HC Deb 21 April 1828 vol 18 cc1612-4
Mr. Secretary Peel

said, he had been requested to present some petitions which were of considerable importance. They related to the state of Anatomical Science in this country. The first was from the president and council of the Royal College of Surgeons. The petition was signed by sir W. Blizard, Mr. Abernethy, sir A. Cooper, and many other gentlemen of eminence in the profession. They stated, that they had pursued every means which the law allowed to procure anatomical subjects; that many were obliged to resort to France to learn a science so necessary to medicine; that the structure of the human body could not be learned by models; that the law required a man to possess a certain portion of information in his profession, and that they were liable to legal prosecution for professional ignorance. He really thought that every one must see the necessity of preserving to the country this branch of science; but he was afraid of a public discussion on the subject, when he recollected the prejudices which were found to prevail, more particularly among the lower orders. An hon. member would to-morrow bring forward a motion for an inquiry into the subject, and he should, therefore, reserve any decisive opinion until he heard the grounds on which that hon. member meant to rest his motion.

Sir J. Yorke

observed upon the number of suicides annually committed in London, and suggested that, in such cases, it would be proper to give up the bodies for dissection.

Mr.

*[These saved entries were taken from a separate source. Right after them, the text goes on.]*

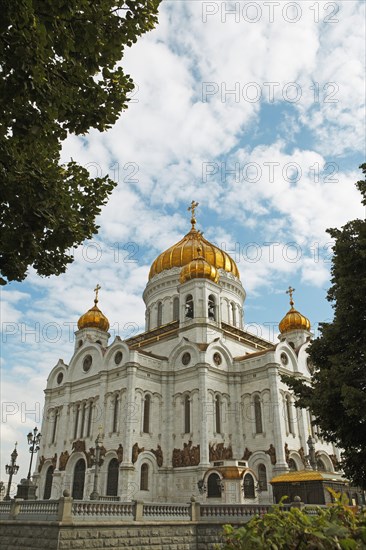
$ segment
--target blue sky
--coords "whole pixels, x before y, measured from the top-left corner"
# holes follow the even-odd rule
[[[118,186],[64,275],[30,270],[1,291],[1,479],[16,440],[18,479],[27,474],[48,373],[69,362],[96,283],[112,335],[141,330],[150,265],[189,230],[192,199],[198,227],[238,263],[249,330],[276,340],[290,284],[315,335],[331,319],[325,230],[365,214],[354,186],[365,4],[270,4],[273,17],[263,2],[163,2],[159,26],[123,61],[138,85],[129,109],[109,132],[65,143],[64,161]]]

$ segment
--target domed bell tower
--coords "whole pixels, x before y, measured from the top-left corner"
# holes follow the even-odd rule
[[[81,348],[85,342],[96,342],[103,347],[108,346],[109,321],[97,306],[100,289],[101,286],[98,284],[94,289],[94,306],[78,320],[79,330],[75,332],[75,351]]]
[[[278,328],[280,329],[279,339],[287,340],[293,348],[298,348],[312,336],[310,332],[310,321],[294,308],[295,302],[292,298],[295,289],[291,286],[286,290],[290,296],[290,306]]]

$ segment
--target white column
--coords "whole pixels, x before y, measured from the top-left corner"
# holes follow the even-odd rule
[[[198,365],[198,376],[199,376],[199,414],[200,414],[200,465],[208,466],[209,465],[209,456],[208,456],[208,437],[207,437],[207,417],[209,414],[212,414],[214,418],[214,410],[208,411],[208,406],[211,407],[208,403],[208,394],[207,394],[207,366]]]
[[[282,400],[281,394],[279,391],[279,374],[277,367],[270,367],[268,369],[269,383],[270,383],[270,392],[271,392],[271,402],[273,410],[273,445],[276,449],[276,464],[273,465],[273,472],[279,474],[284,471],[288,471],[288,465],[285,457],[285,437],[284,430],[282,426],[284,424],[284,419],[282,418]],[[282,422],[281,422],[282,419]]]

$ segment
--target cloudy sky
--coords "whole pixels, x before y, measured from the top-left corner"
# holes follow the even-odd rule
[[[149,267],[198,227],[236,260],[248,330],[276,340],[286,288],[315,335],[332,318],[328,227],[364,217],[354,182],[364,160],[365,3],[165,0],[158,27],[123,66],[136,90],[109,132],[70,136],[72,157],[118,181],[99,234],[60,277],[30,271],[2,289],[0,479],[14,442],[27,475],[26,434],[43,389],[68,363],[79,316],[100,307],[111,334],[142,330]]]

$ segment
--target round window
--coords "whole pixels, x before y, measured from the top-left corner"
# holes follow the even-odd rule
[[[217,365],[217,366],[221,365],[221,363],[222,363],[222,357],[217,352],[214,353],[213,360],[214,360],[215,365]]]
[[[92,365],[92,362],[93,362],[93,358],[91,355],[87,355],[85,358],[84,358],[84,361],[83,361],[83,371],[84,372],[88,372],[88,370],[90,370],[90,367]]]
[[[114,362],[116,363],[116,365],[119,365],[120,362],[122,361],[123,359],[123,354],[121,351],[117,351],[116,355],[114,356]]]
[[[83,341],[79,340],[79,343],[78,343],[79,348],[81,348],[82,345],[83,345]]]
[[[191,360],[191,354],[188,353],[188,351],[186,351],[185,353],[183,353],[183,355],[182,355],[182,363],[183,363],[183,365],[189,365],[190,360]]]
[[[62,372],[59,372],[56,378],[57,384],[61,384],[62,380],[64,379],[64,375]]]
[[[282,363],[282,365],[287,365],[288,357],[287,357],[286,353],[281,353],[281,363]]]

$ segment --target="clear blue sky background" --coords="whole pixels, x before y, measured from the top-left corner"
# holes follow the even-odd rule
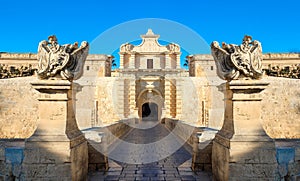
[[[50,34],[61,44],[91,42],[113,26],[141,18],[181,23],[208,43],[239,44],[249,34],[262,42],[264,53],[300,52],[299,11],[299,0],[1,0],[0,52],[36,53],[38,42]]]

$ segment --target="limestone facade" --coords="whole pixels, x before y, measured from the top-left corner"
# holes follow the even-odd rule
[[[151,29],[141,38],[140,45],[126,43],[120,47],[120,68],[116,72],[123,78],[124,91],[120,95],[123,116],[142,118],[143,106],[152,103],[158,119],[180,119],[182,80],[179,78],[186,74],[180,68],[180,47],[174,43],[160,45],[159,35]]]
[[[121,45],[121,66],[117,70],[111,71],[114,57],[88,55],[84,74],[75,81],[77,86],[73,90],[77,93],[74,105],[79,127],[141,118],[143,104],[152,101],[158,105],[160,119],[175,118],[198,126],[221,128],[224,95],[219,85],[223,81],[216,76],[213,57],[188,56],[189,71],[186,71],[179,66],[179,45],[160,45],[159,35],[152,31],[141,37],[144,39],[141,45]],[[151,59],[153,68],[148,69]],[[0,63],[37,65],[35,54],[1,53]],[[264,54],[263,67],[279,63],[296,64],[300,63],[300,58],[298,54]],[[26,138],[36,128],[37,92],[29,85],[35,78],[0,80],[1,137]],[[262,102],[265,130],[272,138],[299,138],[300,129],[296,124],[299,80],[264,78],[270,82]],[[277,111],[273,111],[274,108]]]
[[[237,97],[233,96],[235,100],[228,100],[226,96],[230,94],[230,90],[235,91],[235,85],[230,85],[230,89],[224,89],[221,86],[223,81],[216,76],[216,67],[210,55],[188,56],[189,71],[186,71],[180,68],[181,52],[179,45],[174,43],[166,46],[160,45],[158,43],[159,35],[154,34],[151,30],[148,30],[141,38],[142,43],[140,45],[135,46],[129,43],[121,45],[119,52],[120,68],[113,72],[111,71],[112,56],[89,55],[84,66],[83,77],[75,81],[72,88],[68,88],[68,95],[60,97],[56,94],[42,94],[44,97],[39,98],[45,101],[42,103],[37,101],[38,89],[35,90],[30,85],[36,80],[36,77],[0,80],[0,114],[2,115],[0,116],[0,137],[28,138],[36,130],[37,120],[41,119],[39,128],[43,129],[42,132],[52,133],[51,141],[55,143],[59,140],[57,144],[61,144],[59,146],[64,148],[58,154],[63,157],[56,158],[55,154],[52,154],[52,156],[54,155],[52,158],[49,156],[51,155],[49,150],[53,150],[52,147],[55,147],[55,144],[45,143],[49,137],[44,135],[45,140],[34,139],[35,136],[31,137],[26,142],[26,149],[23,150],[25,155],[33,155],[33,157],[24,158],[24,168],[27,170],[24,173],[25,177],[31,178],[34,174],[30,172],[30,170],[36,170],[36,168],[30,168],[32,163],[35,163],[35,167],[41,170],[41,175],[38,175],[39,178],[44,177],[43,173],[53,174],[53,170],[59,167],[62,171],[60,174],[65,174],[67,179],[70,179],[71,176],[85,177],[88,162],[89,168],[92,170],[107,167],[105,157],[96,162],[88,161],[86,155],[90,156],[96,153],[87,152],[87,147],[90,145],[87,145],[84,139],[81,140],[82,135],[78,135],[78,137],[70,135],[68,138],[64,137],[64,140],[58,136],[64,135],[65,128],[77,127],[77,125],[74,126],[73,116],[75,115],[76,124],[81,130],[111,126],[113,127],[111,129],[118,134],[123,134],[124,130],[128,129],[126,126],[114,126],[122,119],[137,118],[136,120],[140,120],[144,117],[155,117],[162,122],[164,119],[175,122],[180,120],[184,124],[178,127],[178,135],[179,137],[186,137],[185,130],[193,127],[205,126],[220,129],[223,125],[224,109],[226,108],[225,121],[227,123],[223,126],[223,132],[220,132],[221,136],[217,137],[214,145],[209,144],[204,150],[198,148],[194,150],[193,161],[198,162],[195,163],[195,167],[202,165],[201,167],[205,170],[209,170],[213,165],[215,169],[213,173],[217,175],[215,178],[219,180],[240,178],[240,172],[232,171],[240,169],[245,171],[243,173],[251,172],[247,175],[249,179],[253,178],[253,173],[255,173],[254,175],[258,176],[257,179],[266,178],[263,174],[268,174],[267,177],[272,180],[275,177],[275,172],[277,172],[274,152],[277,151],[276,154],[281,155],[281,159],[281,157],[285,158],[286,150],[283,148],[275,150],[275,143],[270,139],[251,140],[253,138],[251,136],[256,137],[258,135],[256,128],[259,128],[259,134],[263,133],[263,136],[266,136],[263,131],[265,130],[271,138],[300,138],[298,123],[300,115],[298,85],[300,80],[265,76],[263,78],[270,84],[259,95],[261,96],[259,103],[256,95],[249,96],[246,94],[246,89],[242,91],[245,95],[236,94]],[[298,54],[265,54],[264,58],[263,66],[265,67],[272,63],[281,65],[300,63]],[[0,54],[0,63],[21,65],[31,63],[31,61],[32,65],[36,66],[36,63],[33,62],[36,62],[36,55]],[[226,106],[224,105],[224,91],[228,93],[225,95]],[[66,96],[70,95],[76,95],[76,97],[67,97],[66,99]],[[49,99],[57,100],[45,104]],[[254,99],[254,101],[249,101],[249,99]],[[230,104],[232,103],[230,101],[235,101],[234,105]],[[38,105],[40,109],[38,109]],[[47,110],[49,105],[53,107],[51,111]],[[228,108],[232,109],[228,111]],[[62,125],[59,122],[59,120],[67,117],[64,114],[69,112],[66,111],[69,109],[74,111],[74,115],[71,116],[72,119],[68,119],[68,121],[72,120],[73,126]],[[150,109],[154,114],[145,111],[146,109]],[[262,111],[261,120],[256,117],[257,115],[252,114],[256,113],[256,109]],[[37,114],[38,110],[40,114]],[[226,118],[226,116],[233,116],[230,114],[234,114],[234,117],[237,118],[234,126],[230,125],[231,119]],[[245,122],[249,122],[249,120],[251,124],[255,124],[252,125],[254,129],[247,127]],[[255,121],[251,122],[252,120]],[[45,124],[47,121],[52,124],[50,127]],[[170,128],[172,128],[171,122],[166,121]],[[258,126],[260,124],[262,126]],[[236,130],[233,131],[232,129]],[[56,132],[57,130],[60,132]],[[38,135],[42,132],[37,129],[35,134]],[[68,132],[72,133],[72,130]],[[237,137],[231,138],[231,135],[227,135],[227,133],[232,134],[233,132],[236,133]],[[188,142],[194,144],[195,140],[191,138],[188,139]],[[70,144],[72,147],[69,147]],[[231,147],[227,144],[231,144]],[[245,148],[254,150],[254,152],[249,151],[247,153]],[[265,150],[265,148],[267,149]],[[214,153],[211,153],[212,149],[215,150]],[[0,148],[1,167],[7,164],[5,163],[7,155],[3,156],[3,150],[6,152],[6,148]],[[36,153],[30,153],[32,150]],[[277,156],[277,162],[281,164],[280,168],[282,169],[279,170],[281,177],[288,175],[288,170],[291,169],[286,167],[290,167],[290,165],[293,166],[292,173],[294,175],[298,174],[299,170],[297,169],[299,167],[299,147],[295,146],[295,148],[287,148],[287,150],[292,150],[291,161],[288,165],[284,159],[278,160],[279,157]],[[23,155],[23,151],[20,152],[20,155]],[[225,153],[225,155],[221,153]],[[74,154],[85,156],[76,160]],[[203,154],[206,155],[205,159],[202,159]],[[23,161],[23,158],[21,160]],[[61,163],[61,160],[69,164]],[[232,164],[233,162],[236,164]],[[85,166],[80,168],[79,163],[84,163]],[[263,163],[270,168],[263,170],[256,167],[255,164],[258,163]],[[218,169],[218,166],[221,166],[222,169]],[[9,169],[6,168],[6,170]],[[46,175],[45,177],[50,178],[54,175]]]

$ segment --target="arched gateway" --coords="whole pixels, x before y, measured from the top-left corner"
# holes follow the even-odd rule
[[[124,79],[124,100],[120,100],[124,117],[142,120],[150,115],[159,121],[165,117],[179,118],[182,104],[176,101],[181,97],[177,95],[180,91],[176,91],[176,81],[183,74],[187,75],[180,68],[180,46],[160,45],[159,35],[151,29],[141,38],[140,45],[120,46],[117,77]]]
[[[157,121],[158,120],[158,106],[152,102],[146,102],[142,105],[143,120]]]

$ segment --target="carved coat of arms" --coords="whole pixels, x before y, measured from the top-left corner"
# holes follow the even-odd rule
[[[39,79],[76,80],[83,74],[83,66],[88,55],[89,44],[78,43],[59,45],[55,35],[48,37],[48,41],[39,43],[37,59]]]
[[[224,80],[240,78],[259,79],[262,71],[262,46],[246,35],[241,45],[219,43],[211,44],[211,53],[217,65],[217,74]]]

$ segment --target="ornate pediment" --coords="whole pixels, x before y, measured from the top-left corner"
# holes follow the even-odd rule
[[[161,46],[158,43],[159,35],[154,34],[151,29],[148,29],[148,32],[145,35],[141,35],[141,37],[143,40],[142,43],[134,47],[133,51],[138,53],[161,53],[168,51],[168,49],[165,46]]]
[[[154,34],[151,29],[145,35],[141,35],[142,43],[134,46],[130,43],[122,44],[120,53],[180,53],[180,46],[175,43],[170,43],[167,46],[162,46],[158,43],[159,35]]]

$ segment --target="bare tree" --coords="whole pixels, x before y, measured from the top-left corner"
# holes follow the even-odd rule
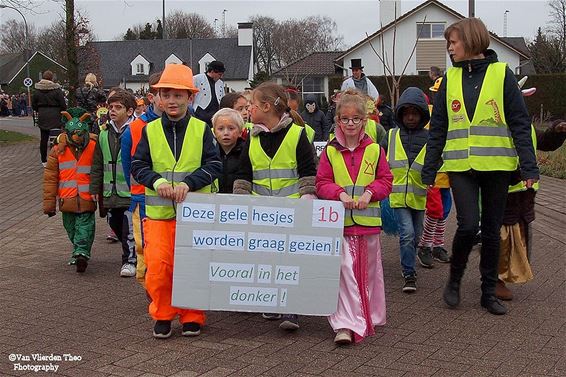
[[[176,10],[166,20],[167,36],[171,39],[216,37],[212,25],[200,14]]]
[[[552,20],[549,30],[558,37],[562,53],[566,53],[566,0],[551,0],[550,18]]]
[[[34,51],[37,48],[37,30],[33,24],[28,24],[27,49]],[[23,21],[8,20],[0,33],[0,52],[13,53],[26,50],[26,28]]]
[[[277,58],[272,40],[272,35],[277,29],[277,21],[266,16],[253,16],[250,21],[254,24],[254,51],[259,71],[271,76]]]

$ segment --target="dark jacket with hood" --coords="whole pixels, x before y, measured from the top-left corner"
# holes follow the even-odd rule
[[[37,111],[37,125],[42,130],[61,128],[61,111],[67,109],[61,86],[42,79],[35,84],[36,92],[31,98],[31,107]]]
[[[326,115],[318,108],[316,98],[314,96],[308,95],[305,98],[305,105],[309,103],[314,103],[316,106],[315,110],[312,113],[309,113],[308,110],[305,109],[301,113],[301,117],[306,124],[314,129],[314,141],[326,141],[328,140],[328,133],[332,123],[328,122]]]
[[[403,124],[403,110],[408,106],[416,107],[421,113],[421,121],[415,128],[408,128]],[[401,144],[403,144],[403,149],[405,149],[405,153],[409,158],[409,164],[413,163],[428,141],[428,130],[424,127],[429,120],[428,104],[426,103],[422,90],[415,87],[407,88],[403,94],[401,94],[399,103],[395,109],[395,123],[397,127],[399,127]],[[387,151],[388,148],[388,139],[389,138],[386,137],[381,142],[381,146],[385,151]]]
[[[167,144],[169,144],[169,148],[176,159],[181,155],[183,140],[190,118],[190,115],[187,114],[183,119],[174,122],[169,120],[169,117],[165,113],[161,116],[161,123]],[[175,131],[173,131],[173,129]],[[154,190],[153,184],[155,181],[159,178],[163,178],[161,174],[153,170],[149,141],[147,139],[147,127],[144,127],[142,130],[140,142],[136,147],[136,152],[132,159],[131,172],[137,182],[152,190]],[[222,174],[222,162],[220,162],[218,148],[214,145],[214,136],[212,135],[210,127],[205,127],[201,166],[186,176],[184,182],[189,186],[190,191],[197,191],[212,184],[220,174]]]
[[[464,103],[468,118],[471,120],[476,110],[478,97],[482,88],[483,79],[487,67],[497,62],[497,54],[493,50],[487,50],[485,58],[453,62],[454,67],[461,67],[464,70],[462,75],[462,89]],[[422,170],[423,183],[433,184],[436,172],[440,167],[442,151],[446,145],[446,135],[448,132],[448,111],[446,107],[446,85],[448,80],[446,75],[442,79],[440,88],[434,98],[434,109],[430,122],[430,137],[427,144],[425,164]],[[539,176],[535,151],[531,139],[531,118],[525,106],[525,101],[517,85],[517,79],[513,72],[507,68],[505,81],[503,84],[503,107],[505,119],[521,166],[522,179],[535,179]]]
[[[106,94],[96,86],[83,86],[76,92],[77,104],[88,111],[94,113],[99,103],[106,102]]]
[[[218,178],[218,192],[221,194],[231,194],[233,191],[236,174],[240,169],[240,155],[243,146],[244,140],[238,138],[236,145],[232,147],[230,152],[226,153],[218,143],[218,152],[222,160],[222,174]]]

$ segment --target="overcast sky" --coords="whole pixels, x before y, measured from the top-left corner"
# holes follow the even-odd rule
[[[442,3],[464,15],[468,13],[468,1],[441,0]],[[424,1],[401,1],[401,12],[406,13]],[[0,0],[1,3],[1,0]],[[64,1],[37,1],[35,13],[24,11],[29,23],[37,27],[49,25],[62,13]],[[344,37],[348,48],[379,29],[379,1],[326,0],[326,1],[173,1],[166,0],[167,12],[181,9],[196,12],[211,23],[222,22],[222,11],[226,9],[226,24],[236,25],[254,15],[266,15],[276,19],[302,18],[310,15],[331,17],[336,21],[338,34]],[[128,27],[141,22],[152,22],[161,17],[162,1],[154,0],[76,0],[75,6],[84,11],[91,20],[98,40],[119,39]],[[490,31],[503,35],[503,18],[508,13],[508,35],[532,39],[539,26],[549,22],[549,7],[546,0],[493,1],[476,0],[476,16],[480,17]],[[10,9],[0,10],[0,23],[21,17]]]

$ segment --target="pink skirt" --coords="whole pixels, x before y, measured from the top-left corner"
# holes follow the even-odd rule
[[[349,329],[360,342],[385,324],[385,286],[379,234],[344,236],[336,312],[328,317],[334,331]]]

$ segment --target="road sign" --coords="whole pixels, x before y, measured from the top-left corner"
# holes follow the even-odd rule
[[[26,78],[24,79],[24,85],[29,88],[30,86],[33,85],[33,80],[30,79],[29,77],[26,77]]]

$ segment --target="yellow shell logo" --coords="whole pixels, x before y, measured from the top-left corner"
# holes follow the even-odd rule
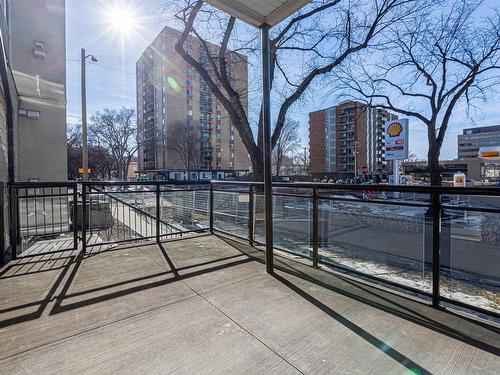
[[[397,137],[401,134],[403,131],[403,126],[399,122],[393,122],[389,127],[387,128],[387,133],[391,137]]]

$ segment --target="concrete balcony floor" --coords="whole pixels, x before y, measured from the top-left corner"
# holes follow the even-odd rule
[[[499,374],[498,331],[216,236],[0,269],[1,374]]]

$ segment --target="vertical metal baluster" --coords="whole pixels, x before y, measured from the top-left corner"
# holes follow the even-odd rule
[[[45,188],[42,188],[42,216],[43,216],[43,235],[47,235],[47,212],[45,211]]]
[[[313,266],[318,267],[319,255],[318,255],[318,190],[313,188],[312,191],[312,203],[313,203],[313,214],[312,214],[312,248],[313,248]]]
[[[0,182],[0,267],[5,265],[5,184]]]
[[[209,209],[210,209],[210,233],[214,233],[214,186],[210,184],[210,197],[209,197]]]
[[[89,207],[90,211],[90,207]],[[82,252],[85,255],[87,252],[87,185],[82,184]]]
[[[432,306],[439,307],[440,301],[440,242],[441,242],[441,196],[432,193]]]
[[[35,201],[35,236],[38,234],[38,210],[37,210],[37,193],[36,193],[36,190],[35,190],[35,195],[34,195],[34,198],[33,200]]]
[[[73,185],[73,249],[78,249],[78,185]]]
[[[65,188],[63,191],[65,191],[64,194],[68,194],[68,188]],[[66,202],[68,201],[68,196],[67,195],[64,197],[61,196],[61,194],[63,194],[61,193],[61,188],[59,188],[58,193],[59,194],[57,195],[58,198],[56,199],[56,204],[59,205],[59,232],[63,233],[64,225],[63,225],[62,205],[64,201]],[[54,216],[54,198],[52,198],[52,216]],[[69,215],[66,215],[66,224],[68,224],[68,231],[69,231]]]
[[[156,242],[160,243],[160,185],[156,185]]]
[[[15,186],[9,186],[9,221],[10,221],[10,247],[12,249],[12,259],[17,259],[17,241],[18,241],[18,227],[19,220],[17,218],[18,212],[18,198],[17,198],[17,188]]]
[[[254,196],[253,196],[253,185],[250,185],[248,191],[248,243],[250,246],[254,245]]]

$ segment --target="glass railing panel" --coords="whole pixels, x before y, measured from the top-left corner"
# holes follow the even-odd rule
[[[432,225],[427,204],[370,190],[322,192],[318,215],[320,261],[430,292]]]
[[[500,197],[443,197],[443,297],[500,313]]]

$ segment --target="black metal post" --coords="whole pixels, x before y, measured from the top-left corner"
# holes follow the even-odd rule
[[[209,223],[210,223],[210,233],[214,233],[214,186],[210,184],[210,193],[209,193]]]
[[[253,246],[253,233],[254,233],[254,188],[250,185],[248,189],[248,243]]]
[[[266,272],[273,273],[273,175],[271,166],[271,45],[269,25],[261,29],[262,123],[264,138],[264,203],[266,210]]]
[[[312,258],[313,258],[313,266],[318,267],[319,264],[319,255],[318,255],[318,190],[313,188],[312,191],[312,203],[313,203],[313,212],[312,212]]]
[[[439,279],[441,276],[440,262],[440,242],[441,242],[441,196],[439,193],[432,193],[432,306],[439,307],[440,288]]]
[[[73,249],[78,249],[78,184],[73,185]]]
[[[89,212],[90,214],[90,205]],[[82,184],[82,251],[80,255],[87,252],[87,185]]]
[[[5,265],[5,184],[0,182],[0,267]]]
[[[160,243],[160,184],[156,185],[156,242]]]
[[[18,242],[18,215],[17,215],[17,189],[13,186],[9,187],[9,232],[10,232],[10,251],[12,259],[17,259],[17,242]]]

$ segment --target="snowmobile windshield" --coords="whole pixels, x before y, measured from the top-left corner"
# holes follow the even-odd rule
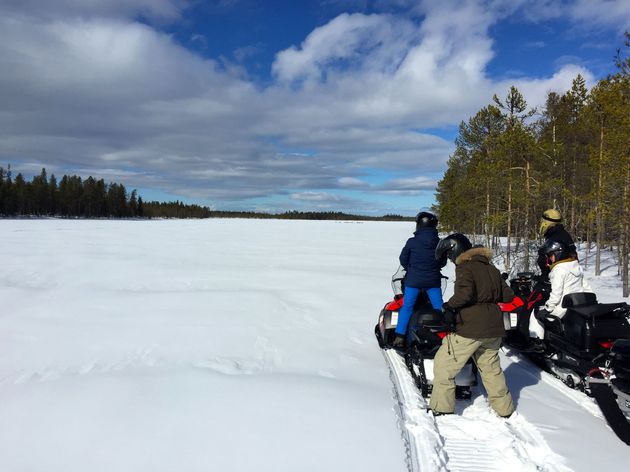
[[[403,280],[406,273],[407,271],[403,266],[398,266],[398,270],[392,275],[392,290],[394,291],[394,295],[403,294]]]

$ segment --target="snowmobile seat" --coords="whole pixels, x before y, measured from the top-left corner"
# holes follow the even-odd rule
[[[410,326],[424,326],[439,329],[445,327],[444,317],[441,312],[430,309],[416,310],[411,315]]]
[[[591,319],[599,318],[612,314],[615,310],[623,308],[626,303],[596,303],[595,305],[585,305],[571,308],[571,311],[578,313],[580,316]]]
[[[592,292],[569,293],[562,298],[562,308],[575,308],[596,303],[597,295]]]

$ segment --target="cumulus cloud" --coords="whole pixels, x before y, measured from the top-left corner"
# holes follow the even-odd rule
[[[549,90],[568,89],[577,73],[595,80],[576,64],[547,77],[488,77],[489,29],[525,2],[401,0],[397,8],[412,13],[341,14],[279,51],[275,81],[261,88],[240,66],[201,58],[133,20],[174,21],[187,5],[4,2],[0,158],[207,202],[281,195],[358,205],[334,192],[435,188],[426,176],[444,170],[453,144],[418,130],[457,125],[513,83],[537,105]],[[618,2],[610,5],[618,15],[600,14],[602,22],[623,18]],[[590,8],[570,6],[575,21]],[[369,184],[366,169],[405,177]]]
[[[344,13],[315,29],[300,48],[278,53],[272,70],[281,81],[326,80],[356,69],[387,72],[398,67],[416,39],[410,21]]]
[[[273,69],[299,88],[298,109],[307,108],[311,121],[452,124],[492,91],[484,72],[493,57],[492,17],[469,2],[458,9],[435,2],[422,13],[420,25],[390,15],[342,15],[300,49],[279,53]],[[370,54],[363,55],[366,44]],[[359,60],[351,67],[340,62],[353,56]]]
[[[515,85],[527,100],[529,107],[542,107],[549,92],[564,92],[571,88],[573,80],[582,75],[587,87],[595,84],[593,74],[586,68],[575,64],[563,66],[551,77],[545,78],[520,78],[516,80],[504,81],[502,89],[507,90],[510,85]],[[499,95],[503,96],[505,93]]]

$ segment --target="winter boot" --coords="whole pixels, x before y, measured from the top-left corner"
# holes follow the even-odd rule
[[[545,343],[542,339],[531,338],[529,344],[529,351],[533,353],[542,354],[545,352]]]
[[[394,348],[394,349],[404,349],[405,348],[405,337],[402,334],[396,333],[396,337],[392,341],[392,348]]]

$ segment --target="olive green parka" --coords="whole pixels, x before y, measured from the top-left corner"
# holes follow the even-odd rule
[[[507,303],[514,292],[491,264],[492,251],[475,247],[455,260],[455,293],[447,302],[459,311],[455,332],[465,338],[503,337],[503,315],[498,302]]]

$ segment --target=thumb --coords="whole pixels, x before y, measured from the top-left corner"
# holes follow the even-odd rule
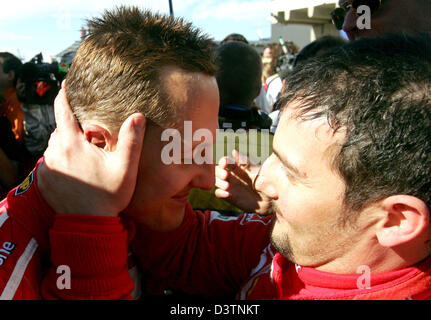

Hume

said, that the effect of making dissection at any time a penalty could only be to increase the aversion in which if was held by the community.

Mr. Peel

acquiesced in the opinion of the hon. member for Aberdeen.

Sir J. Mackintosh

said, that the expense of a course of anatomical study in Edinburgh was already twenty times greater than it was in Paris. It was so heavy, indeed, that not one pupil in four could afford fairly to go through it; and the result was, that great numbers were turned out, with very inadequate qualifications, to practise upon the community. He would not, at that moment, state his precise views upon the subject, but he believed it would be possible to provide all the supply that was necessary, without any offence to the feelings of humanity, or violation of the rites of sepulture. The poorer classes were vitally interested in some proper arrangement of the question, since it was to their lot that the danger from all unqualified or half-qualified medical practitioners must necessarily fall: there would always, whatever might, be the charge of education, be a sufficient quantity of skill and knowledge for the rich. With respect to the proposition as to suicides, he might just observe, that, in opposition to the common belief, it was capable of proof, that suicides were less frequent in England than in any country in Europe; and the giving up the bodies of murderers proved a source of supply entirely unworthy notice. For the last seven years the number of murderers had only averaged fourteen in each year, or one upon every eight hundred and fifty thousand on the population. It gave him pleasure also to observe how much the number of executions generally had decreased of later years. In 1733, the executions in London and Middlesex had been as one to ten thousand upon the population; in the last seven years they had only averaged one in seventy thousand. As for the question of the expediency of continuing the practice of dissection in cases of murder, it did not appear to him that any threat could add practically to the terror of the punishment of death. The true distinction to take between the crime of murder and less heinous offences would be to lighten the character of the punishments inflicted for the latter. Ordered to lie on the table.